Little is known of Thomas’s early life, but it seems that he sought to forge for himself a career on the battlefields of France. To this end, he indentured to join the force sailing to Aquitaine under the command of John Holand, earl of Huntingdon, in 1439, and two years later he concluded a similar agreement to serve under the newly appointed lieutenant of France, Richard, duke of York, in the retinue of Sir William Oldhall*.
Wilcotes, despite his illegitimacy, was now an important man and in a position to exploit some of the ties established by his father, most notably with the Stafford family. In November 1449 he was returned to Parliament for the Surrey borough of Bletchingley, almost certainly at the instigation of Humphrey, duke of Buckingham, to whom the lordship of the borough pertained.
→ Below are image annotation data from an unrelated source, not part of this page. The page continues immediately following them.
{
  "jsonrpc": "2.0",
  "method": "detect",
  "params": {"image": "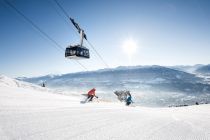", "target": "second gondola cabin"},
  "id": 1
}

[65,18,90,59]
[65,45,90,59]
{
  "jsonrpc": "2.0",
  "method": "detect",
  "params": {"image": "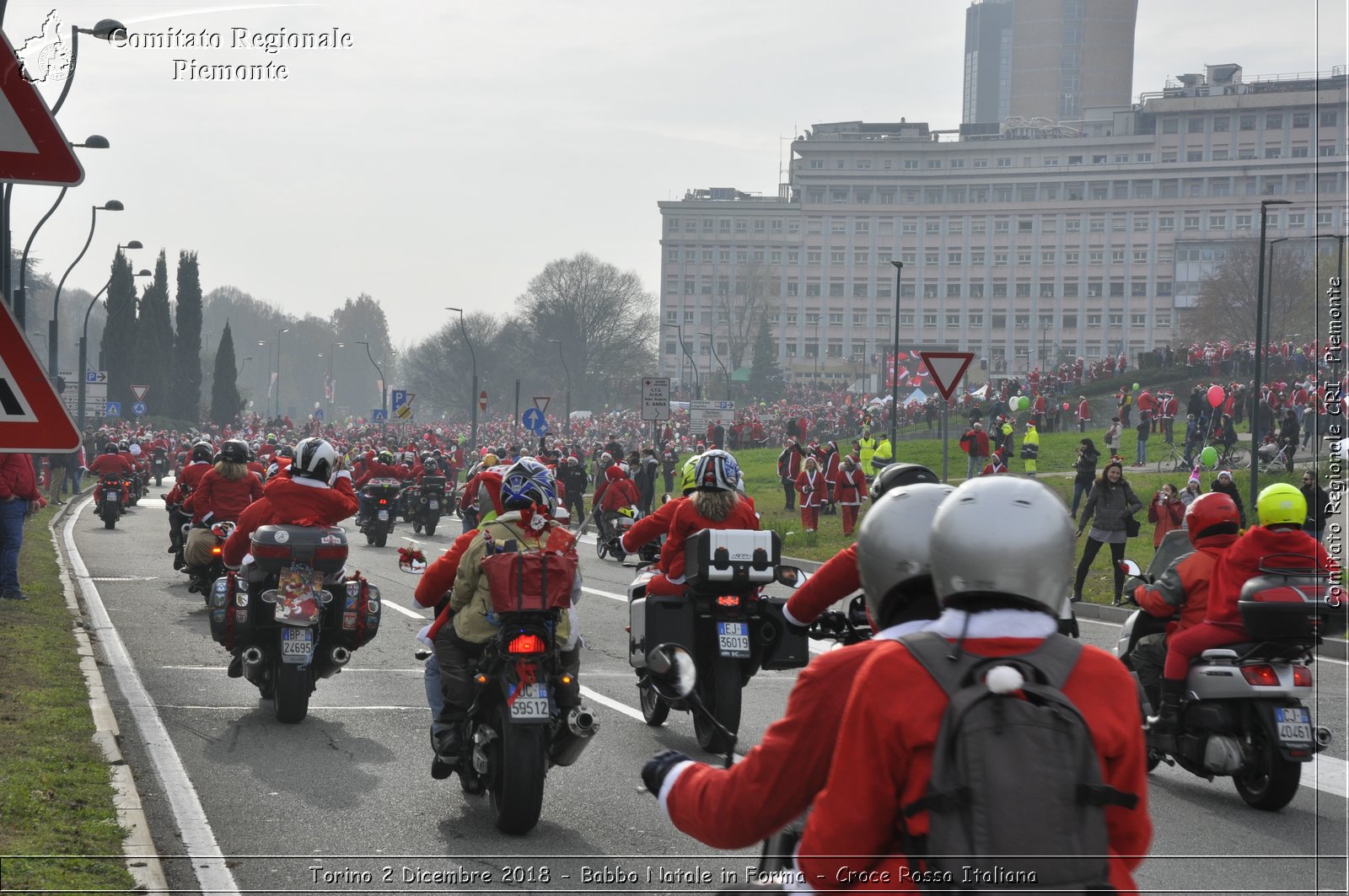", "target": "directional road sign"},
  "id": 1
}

[642,377,670,420]
[519,407,548,436]
[0,34,83,185]
[0,297,79,453]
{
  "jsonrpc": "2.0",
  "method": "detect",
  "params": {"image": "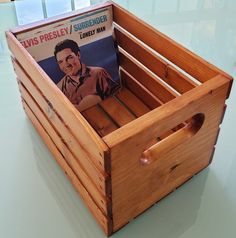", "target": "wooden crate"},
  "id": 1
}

Relatively little else is recorded of Wilcotes’s career during the 1450s and 1460s. Although he maintained links with the Bourgchiers, standing surety in the Exchequer for Lord Berners in November 1462, he never matched his father’s prominence, and failed ever to attract appointment to Crown office. Nor was he much sought after as a feoffee or witness to property transactions. Indeed, at some point before 1465 he was sued in Chancery by one Alice Alkerton over his failure to release land at Shorthampton, Chilston and elsewhere to her.
By the late 1460s Wilcotes had made the decision to use his property at Chalford to endow Oriel College, Oxford. An agreement to this effect was eventually drawn up on 10 Nov. 1471, under the terms of which Oriel would receive the manor from trustees, in return for various pious works. Wilcotes agreed to enfeoff John Carpenter, bishop of Worcester, and others on the understanding that he should have the issues and profits during his lifetime and that on his death they should make an estate to Oriel. The college, for its part, undertook to find a chaplain to celebrate mass daily in its chapel for the souls of John Wilcotes and his wives and daughters, and also for the souls of Thomas and his wife Eleanor. The couple were also singled out for remembrance at services held at the parish church at Great Tew, where Thomas’s father lay. The college also agreed to fund Wilcotes’s obit in Spelsbury church.
Wilcotes died on 15 Mar. 1472 and was buried in the church at Great Tew, where a memorial brass styled him ‘Thomas Wylcotes de Deyne, generosus’.